Even before COVID shone its ugly light on an extremely fragile and broken aged care system I had flagged the “agency model” of staffing in health care a really bad idea. Yet in many areas from nursing to aged care it is the system of choice. In order to explore this topic fully, I’ll start by giving you a short history of my experience with the system, the pros and cons and lastly a few other observations before I give you my summation.
So, where did I first see the agency model in action? Well, agencies specialising in health care have been around as long as I can remember and they are important. They were designed to fill gaps in health care facilities when someone is sick, on holidays or there is an sudden and unexpected gap in the staff roster. But it raised alarm bells for me when I was admitted to a ward in a Sydney hospital 20 years ago for a kidney stone operation and it seemed that all the ward nurses were employed by an agency, not the hospital. Interestingly enough, this was not the case in the operating theatres, only on the wards and I’ll explain why I believe this the case later.
In terms of pros for the agency model, I have already touched on one and that it makes it easy to keep the roster full in a profession where understaffing is not just problematic, but dangerous. The second reason is that it is easy. As any business owner that employs people knows, it is not an easy employing people, there is tax to pay, holiday and sick leave to accrue, superannuation, payroll tax etc… Outsourcing staffing cuts down on your own administrative needs.

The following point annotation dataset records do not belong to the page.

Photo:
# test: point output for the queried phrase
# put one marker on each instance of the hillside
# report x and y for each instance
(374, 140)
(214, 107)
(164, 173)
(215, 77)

Before COVID, I identified two massive reasons why the agency model was a bad idea. First, patient care. This should be the most important thing in the running of any health facility. Sadly it has taken a back seat to administrative streamlining and bureaucratic workload minimisation. Now I don’t want to make the point that agency nurses are worse than other nurses. They aren’t. They are fully qualified and just as competent but they are almost being sent to work with one hand tied behind their back. Over any given reporting period they can be working at multiple centres at irregular hours. Being unfamiliar with the individual procedures at a facility and not knowing anyone else or where anything is means they cannot be as competent as other fulltime staff. This not only decreases patient care standards but can endanger lives.
The second point is nurse and carer welfare. Most nurses and carers would love a full time gig but the truth is when you just start out you have to work with an agency. This can be daunting if you are fresh to the industry with no experience. The hospital won’t put any time into training you because you probably won’t be there next week and they expect you to hit the ground running because they paid for a health care professional, not a trainee. Think about what stress and pressure this puts nurses under and what it does to their mental health. It’s really quite disgusting for what is probably the most vital, skilled and underpaid profession in our society.
However, since COVID another reason has come to light. Infection transmission. In the age care system, which relies heavily on the agency model, COVID ran through aged care facilities like wildfire because infected workers were working at multiple facilities. If they had only been working at one, they would have been able to contain the problem far easier if they could limit it to only one or two facilities. This argument does not stop with COVID either. Any contagion from flu to staff infections could potentially be spread in this manner.
The big question is what do we do about it? The solution is easy. The government needs to install a quota for staff in healthcare. For example, a hospital has to have 90% of its staff as either permanent or fulltime staff. It also needs to go further than that by saying that any department has to a minimum of 70% full time staff at any time so the 10% agency staff do not simply get dumped into the most undesirable department and shift. It would also be advisable to disallow any temp from working in more than 3 facilities over a 30 day period. There would be a lot of backlash against such measure, but the health industry would adapt and patient care would benefit.